Transition Steps in Peroxide Reduction and a Molecular Switch for Peroxide Robustness of Prokaryotic Peroxiredoxins

Overview

Journal Sci Rep

Specialty Science

Date 2016 Nov 29

PMID 27892488

Citations 8

Authors

Neelagandan Kamariah

Mun Foong Sek

Birgit Eisenhaber

Frank Eisenhaber

Gerhard Gruber

Affiliations

Soon will be listed here.

Abstract

In addition to their antioxidant function, the eukaryotic peroxiredoxins (Prxs) facilitate peroxide-mediated signaling by undergoing controlled inactivation by peroxide-driven over-oxidation. In general, the bacterial enzyme lacks this controlled inactivation mechanism, making it more resistant to high HO concentrations. During peroxide reduction, the active site alternates between reduced, fully folded (FF), and oxidized, locally unfolded (LU) conformations. Here we present novel insights into the divergence of bacterial and human Prxs in robustness and sensitivity to inactivation, respectively. Structural details provide new insights into sub-steps during the catalysis of peroxide reduction, enabling the transition from an FF to a LU conformation.

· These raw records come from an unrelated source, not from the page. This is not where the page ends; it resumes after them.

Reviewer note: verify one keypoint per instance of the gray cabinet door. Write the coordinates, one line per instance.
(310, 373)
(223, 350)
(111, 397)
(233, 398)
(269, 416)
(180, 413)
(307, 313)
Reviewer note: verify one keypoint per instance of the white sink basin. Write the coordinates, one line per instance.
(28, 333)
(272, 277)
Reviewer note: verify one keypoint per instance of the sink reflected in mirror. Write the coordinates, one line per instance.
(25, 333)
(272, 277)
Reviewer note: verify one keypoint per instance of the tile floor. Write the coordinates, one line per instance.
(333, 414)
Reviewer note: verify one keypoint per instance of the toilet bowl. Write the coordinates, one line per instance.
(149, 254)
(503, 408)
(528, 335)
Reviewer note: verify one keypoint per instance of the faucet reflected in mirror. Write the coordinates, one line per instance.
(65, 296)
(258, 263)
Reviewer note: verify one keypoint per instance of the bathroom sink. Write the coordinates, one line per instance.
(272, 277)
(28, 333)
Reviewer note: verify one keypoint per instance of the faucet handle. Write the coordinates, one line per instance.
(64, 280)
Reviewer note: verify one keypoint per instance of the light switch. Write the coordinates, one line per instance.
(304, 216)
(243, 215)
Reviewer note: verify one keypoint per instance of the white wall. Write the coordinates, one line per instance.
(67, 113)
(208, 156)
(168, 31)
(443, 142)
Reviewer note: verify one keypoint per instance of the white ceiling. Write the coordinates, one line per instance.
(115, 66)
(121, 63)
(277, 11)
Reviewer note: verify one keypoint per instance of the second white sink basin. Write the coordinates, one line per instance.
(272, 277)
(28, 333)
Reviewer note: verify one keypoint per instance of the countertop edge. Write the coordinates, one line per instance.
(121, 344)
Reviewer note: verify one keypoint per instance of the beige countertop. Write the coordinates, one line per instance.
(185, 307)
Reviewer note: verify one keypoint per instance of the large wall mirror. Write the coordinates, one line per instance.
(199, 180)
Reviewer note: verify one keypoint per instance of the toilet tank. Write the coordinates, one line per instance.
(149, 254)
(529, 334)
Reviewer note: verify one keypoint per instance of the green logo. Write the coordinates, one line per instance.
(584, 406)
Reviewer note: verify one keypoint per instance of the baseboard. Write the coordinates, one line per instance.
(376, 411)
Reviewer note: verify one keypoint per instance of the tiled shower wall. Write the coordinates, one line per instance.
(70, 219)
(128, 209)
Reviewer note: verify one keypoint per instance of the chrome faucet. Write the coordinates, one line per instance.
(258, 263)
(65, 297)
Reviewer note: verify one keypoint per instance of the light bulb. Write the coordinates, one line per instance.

Complementary to mutational and enzymatic results, these data unravel the essential role of the C-terminal tail of bacterial Prxs to act as a molecular switch, mediating the transition from an FF to a LU state. In addition, we propose that the C-terminal tail has influence on the propensity of the disulphide bond formation, indicating that as a consequence on the robustness and sensitivity to over-oxidation. Finally, a physical linkage between the catalytic site, the C-terminal tail and the oligomer interface is described.

Citing Articles

Disulfide-Bond-Induced Structural Frustration and Dynamic Disorder in a Peroxiredoxin from MAS NMR.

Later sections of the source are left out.